When I stand in the kitchen in the mornings and wonder what we are going to have for dinner, I mentally go through my mind and think what we have the most of stockpiled and try to come up with something. This morning I found several different kinds of cheese and lots of whole wheat elbow macaroni in the pantry. I then rooted through the pantry a little more and found two cans of fat free evaporated milk. It quickly became a macaroni and cheese night. Now for all of you saying that this isn’t unprocessed, rest assured the only thing that isn’t unprocessed in the evaporated milk. I of course had to use the low fat cheese and milk that I always have on hand, but you can use whole milk and regular cheese for the unprocessed. The recipe called for melted butter, but I didn’t put any in.

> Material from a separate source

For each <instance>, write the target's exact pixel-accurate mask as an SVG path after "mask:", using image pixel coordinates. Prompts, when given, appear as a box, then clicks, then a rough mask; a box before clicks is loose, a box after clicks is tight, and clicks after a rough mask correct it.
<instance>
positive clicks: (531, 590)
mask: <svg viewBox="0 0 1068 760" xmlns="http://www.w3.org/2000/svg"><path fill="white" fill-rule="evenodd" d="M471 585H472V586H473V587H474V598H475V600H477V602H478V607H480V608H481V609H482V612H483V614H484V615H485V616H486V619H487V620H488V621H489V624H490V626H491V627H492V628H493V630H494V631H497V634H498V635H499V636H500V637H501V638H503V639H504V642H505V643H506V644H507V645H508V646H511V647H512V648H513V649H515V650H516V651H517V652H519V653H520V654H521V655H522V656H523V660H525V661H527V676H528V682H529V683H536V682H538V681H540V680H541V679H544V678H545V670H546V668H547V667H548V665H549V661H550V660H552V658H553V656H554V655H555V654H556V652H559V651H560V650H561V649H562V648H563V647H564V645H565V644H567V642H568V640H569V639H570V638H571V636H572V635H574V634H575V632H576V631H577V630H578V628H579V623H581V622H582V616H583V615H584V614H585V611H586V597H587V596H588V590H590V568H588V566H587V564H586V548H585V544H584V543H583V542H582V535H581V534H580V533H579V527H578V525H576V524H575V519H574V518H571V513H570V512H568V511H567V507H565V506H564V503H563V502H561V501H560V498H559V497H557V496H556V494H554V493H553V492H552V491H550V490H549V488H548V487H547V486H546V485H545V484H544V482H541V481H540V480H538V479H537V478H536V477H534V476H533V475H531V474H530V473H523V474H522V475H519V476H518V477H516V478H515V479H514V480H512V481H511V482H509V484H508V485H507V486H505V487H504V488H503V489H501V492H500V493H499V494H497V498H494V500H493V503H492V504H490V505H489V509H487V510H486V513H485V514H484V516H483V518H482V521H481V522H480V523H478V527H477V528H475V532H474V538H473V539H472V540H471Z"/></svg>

You will need one 8 oz box of macaroni, 1 12 oz can evaporated milk, 1 1/2 cup milk, 2 eggs, 1/4 melted butter, 1 teaspoon salt and 3 cups of sharp cheese. Cook 3 to 4 hours on low in the crockpot. I doubled the recipe so that we will have plenty for another meal for the night that I have to work late and for lunches if anyone wants something other than sandwiches. I personally won’t eat too much of it due to all of the cheese, but I will have some with a salad tonight.
After putting it in the crockpot, I realized that we haven’t had this in almost a year. I don’t think to make it because I am not supposed to have a lot of cheese. This is definitely one of those comfort foods that you don’t make too often. It is also great to take to picnics.